Tuesday’s primary voters realized that November victories for Miss O’Donnell and Mr. Paladino are possible, but not assured. Much will come down to the performance of the individual candidates and full backing by Republican Party insiders who have a hard time concealing their disappointment at the result. The Tea Party appeals to those who see the “run to the center” game as proof that a candidate considers winning to be the only objective. Tuesday’s voters were willing to take a stand and risk a loss on principled grounds instead of accepting candidates more likely to go along with the tax-and-spend agenda of the left.

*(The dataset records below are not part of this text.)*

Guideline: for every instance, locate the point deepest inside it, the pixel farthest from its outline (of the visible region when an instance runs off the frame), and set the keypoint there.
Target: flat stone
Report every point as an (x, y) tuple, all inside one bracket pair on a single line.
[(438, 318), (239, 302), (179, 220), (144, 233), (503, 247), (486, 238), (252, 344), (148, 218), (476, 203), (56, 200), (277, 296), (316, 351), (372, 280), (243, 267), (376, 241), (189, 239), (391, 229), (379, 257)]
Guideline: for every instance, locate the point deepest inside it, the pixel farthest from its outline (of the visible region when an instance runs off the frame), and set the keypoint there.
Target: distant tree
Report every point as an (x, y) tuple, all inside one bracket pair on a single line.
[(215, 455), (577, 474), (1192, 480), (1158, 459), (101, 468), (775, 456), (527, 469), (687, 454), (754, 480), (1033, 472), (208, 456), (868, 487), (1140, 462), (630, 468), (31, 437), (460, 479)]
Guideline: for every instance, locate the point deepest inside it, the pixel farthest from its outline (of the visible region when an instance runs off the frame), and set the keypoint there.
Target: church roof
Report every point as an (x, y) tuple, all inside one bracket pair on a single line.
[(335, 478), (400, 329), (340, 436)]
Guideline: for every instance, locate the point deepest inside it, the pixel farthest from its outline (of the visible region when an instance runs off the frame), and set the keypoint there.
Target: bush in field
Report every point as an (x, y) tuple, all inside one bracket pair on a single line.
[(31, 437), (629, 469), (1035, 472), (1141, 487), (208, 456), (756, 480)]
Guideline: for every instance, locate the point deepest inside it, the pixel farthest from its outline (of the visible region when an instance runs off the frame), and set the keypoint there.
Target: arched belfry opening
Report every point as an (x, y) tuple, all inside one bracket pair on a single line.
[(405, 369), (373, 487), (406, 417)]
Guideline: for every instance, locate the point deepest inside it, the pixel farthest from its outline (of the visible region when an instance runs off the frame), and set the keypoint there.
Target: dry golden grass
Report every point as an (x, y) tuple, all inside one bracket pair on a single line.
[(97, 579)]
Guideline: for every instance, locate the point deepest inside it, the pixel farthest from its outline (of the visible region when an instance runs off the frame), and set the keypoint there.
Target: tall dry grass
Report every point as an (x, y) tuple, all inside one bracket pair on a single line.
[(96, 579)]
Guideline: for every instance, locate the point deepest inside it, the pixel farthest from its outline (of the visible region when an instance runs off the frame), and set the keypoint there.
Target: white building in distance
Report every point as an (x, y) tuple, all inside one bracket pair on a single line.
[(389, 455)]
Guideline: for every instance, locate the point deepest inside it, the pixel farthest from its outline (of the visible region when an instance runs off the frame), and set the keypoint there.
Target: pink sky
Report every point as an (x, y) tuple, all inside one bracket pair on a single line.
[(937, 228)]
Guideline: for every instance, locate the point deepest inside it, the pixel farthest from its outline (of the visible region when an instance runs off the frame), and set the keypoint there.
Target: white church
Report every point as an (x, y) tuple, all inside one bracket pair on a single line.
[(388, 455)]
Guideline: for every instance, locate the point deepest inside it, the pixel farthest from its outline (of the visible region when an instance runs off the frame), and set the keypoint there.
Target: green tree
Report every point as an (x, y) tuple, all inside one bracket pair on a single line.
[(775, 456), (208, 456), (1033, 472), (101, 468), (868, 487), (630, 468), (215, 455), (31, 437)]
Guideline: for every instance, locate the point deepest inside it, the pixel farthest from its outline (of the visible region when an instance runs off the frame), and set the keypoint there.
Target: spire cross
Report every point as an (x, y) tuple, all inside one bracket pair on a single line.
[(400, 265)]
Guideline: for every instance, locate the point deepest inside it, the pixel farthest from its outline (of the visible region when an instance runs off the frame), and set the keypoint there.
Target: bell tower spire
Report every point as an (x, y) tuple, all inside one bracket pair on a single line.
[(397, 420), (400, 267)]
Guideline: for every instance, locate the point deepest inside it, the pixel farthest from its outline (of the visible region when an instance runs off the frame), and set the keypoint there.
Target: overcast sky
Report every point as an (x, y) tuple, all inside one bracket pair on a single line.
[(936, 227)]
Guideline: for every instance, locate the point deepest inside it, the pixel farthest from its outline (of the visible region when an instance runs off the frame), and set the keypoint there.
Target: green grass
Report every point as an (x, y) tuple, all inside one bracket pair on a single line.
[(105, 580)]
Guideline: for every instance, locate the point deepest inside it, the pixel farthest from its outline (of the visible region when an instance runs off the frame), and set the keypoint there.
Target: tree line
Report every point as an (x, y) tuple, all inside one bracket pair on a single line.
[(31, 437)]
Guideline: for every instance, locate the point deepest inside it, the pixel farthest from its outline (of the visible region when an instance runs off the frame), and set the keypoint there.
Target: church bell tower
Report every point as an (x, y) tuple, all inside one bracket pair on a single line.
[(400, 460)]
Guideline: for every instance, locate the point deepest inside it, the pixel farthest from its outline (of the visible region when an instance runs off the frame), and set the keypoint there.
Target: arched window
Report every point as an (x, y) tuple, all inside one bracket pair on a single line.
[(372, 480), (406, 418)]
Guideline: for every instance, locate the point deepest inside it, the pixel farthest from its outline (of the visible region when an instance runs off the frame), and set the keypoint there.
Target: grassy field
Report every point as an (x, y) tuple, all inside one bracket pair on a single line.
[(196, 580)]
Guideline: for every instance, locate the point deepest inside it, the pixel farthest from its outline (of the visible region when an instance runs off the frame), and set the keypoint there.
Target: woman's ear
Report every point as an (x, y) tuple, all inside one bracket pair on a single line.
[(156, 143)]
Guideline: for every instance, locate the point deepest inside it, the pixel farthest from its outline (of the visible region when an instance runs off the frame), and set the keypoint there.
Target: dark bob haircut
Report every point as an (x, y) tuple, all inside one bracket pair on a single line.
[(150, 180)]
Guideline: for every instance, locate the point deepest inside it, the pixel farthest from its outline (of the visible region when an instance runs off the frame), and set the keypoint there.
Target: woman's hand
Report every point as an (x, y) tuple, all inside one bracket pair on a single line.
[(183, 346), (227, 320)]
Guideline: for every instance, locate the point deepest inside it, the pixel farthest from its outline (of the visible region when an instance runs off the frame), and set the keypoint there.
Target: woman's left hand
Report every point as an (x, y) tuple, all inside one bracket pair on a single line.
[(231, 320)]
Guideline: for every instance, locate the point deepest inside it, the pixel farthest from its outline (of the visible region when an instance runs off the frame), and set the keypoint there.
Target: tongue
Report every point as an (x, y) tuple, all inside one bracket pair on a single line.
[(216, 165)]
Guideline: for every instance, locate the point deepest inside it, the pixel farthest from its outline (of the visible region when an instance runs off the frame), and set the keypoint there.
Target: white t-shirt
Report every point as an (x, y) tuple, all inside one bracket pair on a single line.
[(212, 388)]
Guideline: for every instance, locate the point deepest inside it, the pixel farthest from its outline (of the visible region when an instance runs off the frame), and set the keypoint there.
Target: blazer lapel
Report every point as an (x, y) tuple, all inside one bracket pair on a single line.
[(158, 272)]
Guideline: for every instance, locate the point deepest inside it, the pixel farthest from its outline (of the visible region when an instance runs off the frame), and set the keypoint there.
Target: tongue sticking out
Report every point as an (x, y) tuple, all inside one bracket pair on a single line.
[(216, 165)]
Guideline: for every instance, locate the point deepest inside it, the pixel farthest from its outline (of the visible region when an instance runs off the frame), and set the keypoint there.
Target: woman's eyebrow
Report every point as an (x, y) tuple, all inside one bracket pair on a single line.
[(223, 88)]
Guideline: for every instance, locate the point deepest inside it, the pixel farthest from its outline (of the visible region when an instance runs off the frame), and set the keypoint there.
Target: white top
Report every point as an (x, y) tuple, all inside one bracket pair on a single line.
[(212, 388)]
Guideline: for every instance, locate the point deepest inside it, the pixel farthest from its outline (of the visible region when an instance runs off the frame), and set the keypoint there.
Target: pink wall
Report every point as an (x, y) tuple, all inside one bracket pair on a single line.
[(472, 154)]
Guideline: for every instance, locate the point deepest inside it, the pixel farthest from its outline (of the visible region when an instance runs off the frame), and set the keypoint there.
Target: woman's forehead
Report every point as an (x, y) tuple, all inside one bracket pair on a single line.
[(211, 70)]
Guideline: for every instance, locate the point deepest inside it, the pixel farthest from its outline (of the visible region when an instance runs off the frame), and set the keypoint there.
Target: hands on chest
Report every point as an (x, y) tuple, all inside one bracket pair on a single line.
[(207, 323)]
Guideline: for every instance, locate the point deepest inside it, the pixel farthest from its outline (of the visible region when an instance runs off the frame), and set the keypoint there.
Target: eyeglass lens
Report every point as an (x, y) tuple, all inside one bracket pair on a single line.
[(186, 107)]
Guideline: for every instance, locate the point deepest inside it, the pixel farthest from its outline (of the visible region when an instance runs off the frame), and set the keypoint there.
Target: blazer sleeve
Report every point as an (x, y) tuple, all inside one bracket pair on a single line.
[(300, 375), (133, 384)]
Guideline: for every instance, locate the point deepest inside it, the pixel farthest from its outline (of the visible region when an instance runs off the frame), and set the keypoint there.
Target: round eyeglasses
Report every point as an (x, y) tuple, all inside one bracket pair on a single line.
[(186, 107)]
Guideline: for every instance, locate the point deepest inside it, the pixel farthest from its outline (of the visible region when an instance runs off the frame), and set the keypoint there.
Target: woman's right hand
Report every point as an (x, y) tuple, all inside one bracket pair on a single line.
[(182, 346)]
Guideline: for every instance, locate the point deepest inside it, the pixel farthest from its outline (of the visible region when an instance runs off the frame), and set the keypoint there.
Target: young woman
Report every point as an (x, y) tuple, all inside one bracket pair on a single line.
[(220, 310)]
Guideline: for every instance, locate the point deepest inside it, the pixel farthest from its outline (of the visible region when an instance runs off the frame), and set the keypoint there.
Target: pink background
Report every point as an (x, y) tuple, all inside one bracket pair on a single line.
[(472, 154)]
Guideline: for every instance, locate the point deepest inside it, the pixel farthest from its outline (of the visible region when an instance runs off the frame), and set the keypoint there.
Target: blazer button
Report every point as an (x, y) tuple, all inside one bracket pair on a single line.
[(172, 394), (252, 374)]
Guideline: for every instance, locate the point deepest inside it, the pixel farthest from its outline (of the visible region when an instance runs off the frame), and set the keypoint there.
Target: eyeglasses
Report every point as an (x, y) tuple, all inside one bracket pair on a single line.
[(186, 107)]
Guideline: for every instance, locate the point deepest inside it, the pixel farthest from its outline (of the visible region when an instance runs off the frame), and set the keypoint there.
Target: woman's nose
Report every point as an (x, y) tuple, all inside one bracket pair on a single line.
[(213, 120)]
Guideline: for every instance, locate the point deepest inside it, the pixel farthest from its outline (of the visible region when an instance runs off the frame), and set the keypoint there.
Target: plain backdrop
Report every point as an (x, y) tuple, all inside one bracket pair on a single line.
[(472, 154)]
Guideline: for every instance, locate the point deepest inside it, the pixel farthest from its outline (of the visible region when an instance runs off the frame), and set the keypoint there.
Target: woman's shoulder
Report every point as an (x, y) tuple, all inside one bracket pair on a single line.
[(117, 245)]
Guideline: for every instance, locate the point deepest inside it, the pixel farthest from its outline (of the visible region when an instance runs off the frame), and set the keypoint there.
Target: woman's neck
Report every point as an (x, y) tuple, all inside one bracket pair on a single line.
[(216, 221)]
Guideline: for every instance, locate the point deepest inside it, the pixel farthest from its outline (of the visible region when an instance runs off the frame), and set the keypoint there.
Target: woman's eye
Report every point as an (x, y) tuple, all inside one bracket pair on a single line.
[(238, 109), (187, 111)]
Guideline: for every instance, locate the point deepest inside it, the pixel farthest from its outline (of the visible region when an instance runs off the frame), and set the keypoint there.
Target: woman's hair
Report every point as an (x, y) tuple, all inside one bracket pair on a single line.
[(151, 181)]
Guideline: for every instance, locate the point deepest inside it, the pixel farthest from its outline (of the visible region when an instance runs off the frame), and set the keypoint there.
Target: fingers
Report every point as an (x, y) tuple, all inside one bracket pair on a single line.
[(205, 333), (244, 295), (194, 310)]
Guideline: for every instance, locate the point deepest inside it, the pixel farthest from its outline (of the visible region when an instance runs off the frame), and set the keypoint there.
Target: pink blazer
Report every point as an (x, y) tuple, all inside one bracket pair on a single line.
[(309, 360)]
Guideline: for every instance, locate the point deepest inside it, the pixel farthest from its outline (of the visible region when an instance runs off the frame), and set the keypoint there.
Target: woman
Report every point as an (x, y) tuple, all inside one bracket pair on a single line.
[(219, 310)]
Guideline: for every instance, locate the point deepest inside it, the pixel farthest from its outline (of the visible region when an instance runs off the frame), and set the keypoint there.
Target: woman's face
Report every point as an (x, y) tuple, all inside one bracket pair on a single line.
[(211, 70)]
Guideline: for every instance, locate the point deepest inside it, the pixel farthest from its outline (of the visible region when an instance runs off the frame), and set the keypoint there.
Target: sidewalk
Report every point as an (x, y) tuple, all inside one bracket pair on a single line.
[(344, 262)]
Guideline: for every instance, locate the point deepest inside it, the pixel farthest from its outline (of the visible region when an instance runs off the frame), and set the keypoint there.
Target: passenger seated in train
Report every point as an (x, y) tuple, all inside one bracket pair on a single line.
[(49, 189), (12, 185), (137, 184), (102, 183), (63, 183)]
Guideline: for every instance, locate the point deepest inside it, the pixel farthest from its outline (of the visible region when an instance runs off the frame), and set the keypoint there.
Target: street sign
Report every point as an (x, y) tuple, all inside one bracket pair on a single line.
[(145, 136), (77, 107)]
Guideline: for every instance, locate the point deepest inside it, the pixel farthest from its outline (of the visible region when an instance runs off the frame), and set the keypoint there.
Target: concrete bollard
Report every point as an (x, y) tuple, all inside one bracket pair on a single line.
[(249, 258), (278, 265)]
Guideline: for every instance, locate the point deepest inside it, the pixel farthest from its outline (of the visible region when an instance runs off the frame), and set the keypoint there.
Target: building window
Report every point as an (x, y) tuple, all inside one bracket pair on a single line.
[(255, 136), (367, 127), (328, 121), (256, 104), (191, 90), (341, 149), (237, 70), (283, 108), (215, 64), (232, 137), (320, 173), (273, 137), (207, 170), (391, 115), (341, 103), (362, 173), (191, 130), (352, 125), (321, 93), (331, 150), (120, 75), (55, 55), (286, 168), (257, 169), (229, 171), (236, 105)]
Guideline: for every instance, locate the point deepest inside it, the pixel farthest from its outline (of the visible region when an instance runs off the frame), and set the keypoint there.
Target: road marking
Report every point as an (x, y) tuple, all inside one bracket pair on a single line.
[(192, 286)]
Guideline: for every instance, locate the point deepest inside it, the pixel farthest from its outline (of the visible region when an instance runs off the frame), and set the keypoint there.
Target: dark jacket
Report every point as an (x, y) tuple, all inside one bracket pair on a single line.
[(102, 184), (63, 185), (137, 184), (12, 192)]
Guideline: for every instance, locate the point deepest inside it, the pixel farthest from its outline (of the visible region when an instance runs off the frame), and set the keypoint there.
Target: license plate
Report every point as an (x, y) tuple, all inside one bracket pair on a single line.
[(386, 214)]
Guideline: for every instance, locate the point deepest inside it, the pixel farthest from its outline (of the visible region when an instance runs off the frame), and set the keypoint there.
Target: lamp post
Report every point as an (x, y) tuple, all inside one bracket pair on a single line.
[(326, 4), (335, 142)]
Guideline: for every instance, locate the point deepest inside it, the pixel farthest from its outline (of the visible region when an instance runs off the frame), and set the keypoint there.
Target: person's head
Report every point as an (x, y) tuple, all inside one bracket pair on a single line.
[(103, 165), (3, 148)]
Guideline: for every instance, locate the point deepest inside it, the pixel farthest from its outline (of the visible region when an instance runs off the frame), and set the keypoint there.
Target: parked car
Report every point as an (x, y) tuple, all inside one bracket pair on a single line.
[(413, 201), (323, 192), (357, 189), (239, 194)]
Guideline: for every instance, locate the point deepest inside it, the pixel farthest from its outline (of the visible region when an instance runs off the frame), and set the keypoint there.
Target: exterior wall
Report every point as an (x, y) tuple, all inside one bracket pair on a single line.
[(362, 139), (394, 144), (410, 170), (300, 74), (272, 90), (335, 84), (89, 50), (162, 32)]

The last thing the nation needs is another set of elected squishes willing to accept billions in new “stimulus” projects while public debt swells beyond $13.4 trillion. As families across the country have had to face their own personal financial crises, they know there is only one true cure for runaway debt: Shred the credit cards and stop spending. Tea Party candidates advocating equivalent fiscal responsibility in the statehouse and in Congress will find that their message resonates with more people than empty phrases read from a teleprompter promising “change.” That’s why Tea Party candidates can win in any of the 50 states in November.